A wave of refinancing activity already has begun to crowd out new loans. An estimated 80% of originations in 2008 were refinanced mortgages compared with roughly 35% from 2000 to 2007. “We expect that proportion to be very high, approximately 80%, for several years to come where the market most likely will be treading water,” he says.
This year, an estimated $250 billion in commercial loans is expected to mature. With liquidity already scarce, many portfolio lenders have been kicking the can down the road with temporary one-year extensions on 2009 maturities.

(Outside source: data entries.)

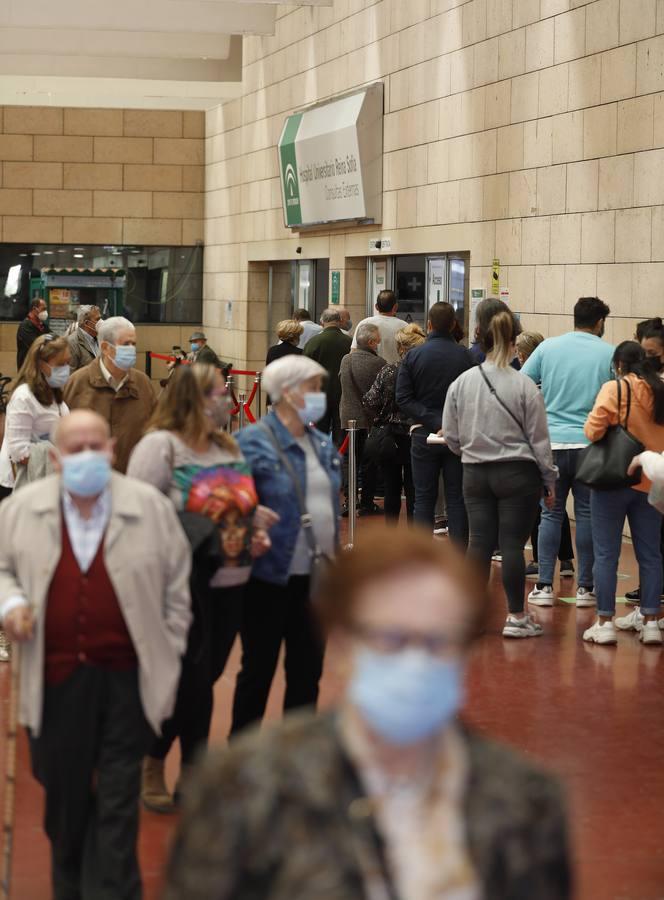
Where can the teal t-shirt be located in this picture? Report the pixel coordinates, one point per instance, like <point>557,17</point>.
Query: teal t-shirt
<point>570,370</point>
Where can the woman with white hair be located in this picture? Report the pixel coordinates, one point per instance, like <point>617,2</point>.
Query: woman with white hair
<point>297,473</point>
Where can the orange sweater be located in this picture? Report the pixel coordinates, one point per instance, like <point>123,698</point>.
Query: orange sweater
<point>641,422</point>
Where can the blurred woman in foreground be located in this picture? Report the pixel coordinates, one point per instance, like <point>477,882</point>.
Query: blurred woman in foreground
<point>390,795</point>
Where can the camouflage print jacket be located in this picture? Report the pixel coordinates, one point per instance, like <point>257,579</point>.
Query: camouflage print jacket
<point>281,816</point>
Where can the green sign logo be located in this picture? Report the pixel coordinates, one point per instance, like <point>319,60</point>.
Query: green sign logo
<point>289,180</point>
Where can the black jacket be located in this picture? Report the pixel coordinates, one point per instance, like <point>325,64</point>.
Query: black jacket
<point>27,333</point>
<point>203,536</point>
<point>425,376</point>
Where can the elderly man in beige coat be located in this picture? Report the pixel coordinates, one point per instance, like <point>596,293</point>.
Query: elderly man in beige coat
<point>102,613</point>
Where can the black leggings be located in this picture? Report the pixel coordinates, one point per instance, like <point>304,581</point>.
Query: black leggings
<point>274,614</point>
<point>398,475</point>
<point>211,640</point>
<point>502,500</point>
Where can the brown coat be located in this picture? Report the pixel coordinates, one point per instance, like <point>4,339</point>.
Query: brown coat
<point>127,411</point>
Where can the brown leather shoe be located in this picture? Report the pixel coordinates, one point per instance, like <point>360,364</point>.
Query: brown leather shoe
<point>154,793</point>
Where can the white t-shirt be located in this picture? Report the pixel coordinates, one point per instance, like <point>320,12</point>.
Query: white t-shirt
<point>388,327</point>
<point>320,508</point>
<point>27,422</point>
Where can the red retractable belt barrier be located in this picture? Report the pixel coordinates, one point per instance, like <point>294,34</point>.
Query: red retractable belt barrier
<point>236,403</point>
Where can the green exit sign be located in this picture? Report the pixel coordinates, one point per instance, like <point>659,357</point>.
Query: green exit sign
<point>336,288</point>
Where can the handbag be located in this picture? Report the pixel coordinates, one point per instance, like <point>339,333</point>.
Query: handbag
<point>381,445</point>
<point>603,465</point>
<point>320,561</point>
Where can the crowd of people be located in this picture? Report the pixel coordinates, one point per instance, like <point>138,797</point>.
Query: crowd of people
<point>163,537</point>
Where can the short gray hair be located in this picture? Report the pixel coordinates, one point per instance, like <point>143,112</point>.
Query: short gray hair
<point>84,311</point>
<point>110,328</point>
<point>330,315</point>
<point>288,372</point>
<point>366,332</point>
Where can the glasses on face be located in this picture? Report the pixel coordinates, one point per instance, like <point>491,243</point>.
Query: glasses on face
<point>393,640</point>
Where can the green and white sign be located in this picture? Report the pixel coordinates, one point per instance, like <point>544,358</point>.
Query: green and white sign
<point>331,161</point>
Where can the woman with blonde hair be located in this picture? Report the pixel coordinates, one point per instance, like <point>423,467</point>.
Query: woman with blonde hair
<point>391,429</point>
<point>495,420</point>
<point>289,332</point>
<point>188,456</point>
<point>35,405</point>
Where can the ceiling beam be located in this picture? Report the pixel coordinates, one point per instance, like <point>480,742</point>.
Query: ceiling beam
<point>83,42</point>
<point>199,16</point>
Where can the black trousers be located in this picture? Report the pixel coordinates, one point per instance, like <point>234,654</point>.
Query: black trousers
<point>365,468</point>
<point>502,500</point>
<point>271,614</point>
<point>566,550</point>
<point>88,759</point>
<point>398,476</point>
<point>202,666</point>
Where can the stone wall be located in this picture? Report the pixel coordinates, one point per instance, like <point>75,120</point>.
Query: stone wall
<point>528,130</point>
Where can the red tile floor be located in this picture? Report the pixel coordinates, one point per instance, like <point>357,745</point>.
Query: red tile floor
<point>594,715</point>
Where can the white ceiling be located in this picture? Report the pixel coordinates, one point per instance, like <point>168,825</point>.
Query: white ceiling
<point>152,54</point>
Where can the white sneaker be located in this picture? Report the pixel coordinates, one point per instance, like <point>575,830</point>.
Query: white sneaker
<point>601,634</point>
<point>585,597</point>
<point>541,596</point>
<point>632,622</point>
<point>521,626</point>
<point>650,633</point>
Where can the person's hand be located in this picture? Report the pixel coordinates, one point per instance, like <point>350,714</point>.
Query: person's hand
<point>634,465</point>
<point>265,518</point>
<point>260,543</point>
<point>19,624</point>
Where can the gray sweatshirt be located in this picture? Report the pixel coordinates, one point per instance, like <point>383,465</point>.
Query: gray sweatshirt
<point>479,430</point>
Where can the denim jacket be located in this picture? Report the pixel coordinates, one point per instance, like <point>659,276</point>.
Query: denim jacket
<point>275,490</point>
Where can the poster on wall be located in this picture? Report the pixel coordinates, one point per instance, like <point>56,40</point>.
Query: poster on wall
<point>331,161</point>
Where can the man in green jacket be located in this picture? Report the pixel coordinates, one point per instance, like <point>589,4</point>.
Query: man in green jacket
<point>328,348</point>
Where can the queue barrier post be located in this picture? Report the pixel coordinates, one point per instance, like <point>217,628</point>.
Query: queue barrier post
<point>242,411</point>
<point>352,481</point>
<point>259,394</point>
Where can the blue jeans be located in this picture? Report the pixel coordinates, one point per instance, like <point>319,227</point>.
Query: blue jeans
<point>552,520</point>
<point>609,509</point>
<point>428,461</point>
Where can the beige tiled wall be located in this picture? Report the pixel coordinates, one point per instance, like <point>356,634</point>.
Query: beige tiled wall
<point>101,176</point>
<point>530,130</point>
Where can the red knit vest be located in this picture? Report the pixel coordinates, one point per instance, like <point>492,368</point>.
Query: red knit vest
<point>84,622</point>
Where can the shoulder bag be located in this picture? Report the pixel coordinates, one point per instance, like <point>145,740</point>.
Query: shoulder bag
<point>603,465</point>
<point>319,560</point>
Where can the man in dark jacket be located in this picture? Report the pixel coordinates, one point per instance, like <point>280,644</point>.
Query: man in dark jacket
<point>32,327</point>
<point>424,377</point>
<point>357,374</point>
<point>328,348</point>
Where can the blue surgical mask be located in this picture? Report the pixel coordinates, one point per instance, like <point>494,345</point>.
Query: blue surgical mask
<point>315,407</point>
<point>59,376</point>
<point>407,696</point>
<point>125,357</point>
<point>86,474</point>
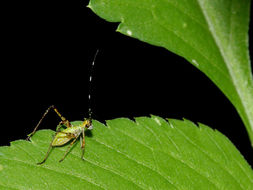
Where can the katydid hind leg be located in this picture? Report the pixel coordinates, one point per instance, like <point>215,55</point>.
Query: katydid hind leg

While these short-term loan extensions are relieving some of the strain on the current debt market, they will add to the maturities that come back for refinancing in 2010. Anderson estimates that these one-year extensions represent more than a third — if not more — of the refinancing activity this year.
The pivotal year will be 2011. A total of $296.2 billion in loans originated by banks, commercial mortgage-backed securities (CMBS) lenders and life companies is projected to come due in 2011. The amount of loans made in the boom years of 2006 and 2007 that will mature at that point shoots up to $85 billion.
“It's concerning because it was the most aggressive lending [period], and there's no CMBS lender to step in and replace those loans,” says Anderson.
CMBS loans also will be adding to the total maturities. “In the near term, the [CMBS] dollar amounts that we estimate maturing range from $45 billion to $55 billion per year from 2009 to 2011.”
Just how big the lending shortfall will be is tough to quantify. “In today's environment, if the banks stop lending or stop growing, then we know we're in some trouble in terms of the shortfall,” says Anderson.